Tommy Martin is back at work – at a new weight and with a new approach.

The St Neots star was back in the gym this week to launch the next chapter in his career a little more than a fortnight after his Commonwealth and WBC International light welterweight title bids ended in defeat.

Martin was beaten by John Wayne Hibbert in the final round of a huge domestic fight last month, but insists the first reverse on his 14-outing record has only made him more determined for success.

And it will come in the lightweight division with Martin and his team having concluded a drop into the 135lb category is the way forward.

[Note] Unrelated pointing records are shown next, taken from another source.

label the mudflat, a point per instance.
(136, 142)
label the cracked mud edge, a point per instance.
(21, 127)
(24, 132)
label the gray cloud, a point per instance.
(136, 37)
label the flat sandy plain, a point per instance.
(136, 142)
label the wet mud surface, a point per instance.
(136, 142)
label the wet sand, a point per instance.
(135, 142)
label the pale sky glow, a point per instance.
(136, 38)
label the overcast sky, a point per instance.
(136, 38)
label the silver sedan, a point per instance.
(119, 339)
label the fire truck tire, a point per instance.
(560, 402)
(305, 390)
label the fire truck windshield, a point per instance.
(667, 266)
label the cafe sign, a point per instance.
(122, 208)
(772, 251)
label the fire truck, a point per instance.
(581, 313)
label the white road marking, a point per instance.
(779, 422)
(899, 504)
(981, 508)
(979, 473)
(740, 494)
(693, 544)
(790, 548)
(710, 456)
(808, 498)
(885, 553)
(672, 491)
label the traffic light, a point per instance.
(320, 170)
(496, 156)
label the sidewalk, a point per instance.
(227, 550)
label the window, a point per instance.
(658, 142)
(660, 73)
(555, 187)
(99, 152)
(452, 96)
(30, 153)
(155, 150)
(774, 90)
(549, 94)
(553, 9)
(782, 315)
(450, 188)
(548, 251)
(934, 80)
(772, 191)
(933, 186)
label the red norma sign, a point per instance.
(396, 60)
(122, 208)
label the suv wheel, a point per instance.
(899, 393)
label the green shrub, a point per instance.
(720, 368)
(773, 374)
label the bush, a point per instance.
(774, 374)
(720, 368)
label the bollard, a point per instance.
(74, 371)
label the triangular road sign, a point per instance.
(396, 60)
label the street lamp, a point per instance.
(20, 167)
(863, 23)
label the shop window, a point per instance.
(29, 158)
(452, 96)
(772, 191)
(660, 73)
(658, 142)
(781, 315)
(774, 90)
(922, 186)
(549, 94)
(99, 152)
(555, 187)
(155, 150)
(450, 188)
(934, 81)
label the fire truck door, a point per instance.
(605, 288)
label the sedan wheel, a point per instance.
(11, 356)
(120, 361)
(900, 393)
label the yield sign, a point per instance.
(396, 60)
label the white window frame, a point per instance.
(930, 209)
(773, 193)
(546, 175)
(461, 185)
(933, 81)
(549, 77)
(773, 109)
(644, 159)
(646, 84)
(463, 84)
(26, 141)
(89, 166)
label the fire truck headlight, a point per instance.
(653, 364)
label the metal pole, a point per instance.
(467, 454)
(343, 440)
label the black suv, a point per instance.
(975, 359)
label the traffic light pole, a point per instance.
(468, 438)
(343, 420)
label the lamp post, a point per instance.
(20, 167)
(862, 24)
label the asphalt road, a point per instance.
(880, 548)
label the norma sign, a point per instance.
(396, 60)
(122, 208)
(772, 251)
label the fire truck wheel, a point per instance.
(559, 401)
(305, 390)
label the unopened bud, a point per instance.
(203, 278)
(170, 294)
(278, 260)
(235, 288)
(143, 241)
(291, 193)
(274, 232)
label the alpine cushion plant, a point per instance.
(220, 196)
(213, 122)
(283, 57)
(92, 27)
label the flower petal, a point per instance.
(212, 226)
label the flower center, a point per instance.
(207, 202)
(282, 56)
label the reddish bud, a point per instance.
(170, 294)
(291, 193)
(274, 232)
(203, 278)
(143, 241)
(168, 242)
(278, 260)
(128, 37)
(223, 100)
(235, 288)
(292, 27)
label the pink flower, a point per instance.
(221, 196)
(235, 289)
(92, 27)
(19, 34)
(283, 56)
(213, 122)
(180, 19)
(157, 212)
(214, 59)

His first foray into that section will come in an April comeback fight with his promoters, Matchroom Boxing, having major bills scheduled for London and Leeds during that month.

“We've all decided that fighting at lightweight is the best way to move forward,” said Martin, who is trained in London by Barry Smith.

“I've come in 3lbs under weight at light-welterweight for all my championship fights and that means I'm only 2lbs above lightweight. I can lose that in one hot bath.

“I moved very quickly at light-welterweight and Barry says I've been too rash because I want success so badly. My team are telling me I must take my time in the new division, but being patient is a hard thing for me.

“I will have to climb the rankings again, but I'm just looking forward to getting back into the ring and we'll take things from there.

“But lightweight is a very tough and busy division.

“Britain already has two world champions and another man fighting for a world title so hopefully there are lots of opportunities and excitement ahead.”

Martin captured two titles - the English and WBA Continental - during his stint in the light welterweight ranks, but missed out on further honours against Hibbert.

He still reflects on his performance in that fight with a mixture of pride and disappointment.

He went toe-to-toe with an opponent 10 years his senior until the contest was waved off with 80 seconds of the final round remaining after Martin mis-heard the count of referee Victor Loughran following a knockdown.

“The manner of the defeat, and not hearing the final bell, has really done my head in ever since the fight,” said Martin.

“It was an honour to be in such a cracking fight though against an unbelievable warrior in Wayne.

“He said he had never been hit that hard before and that makes me believe I can be really big and powerful at lightweight.”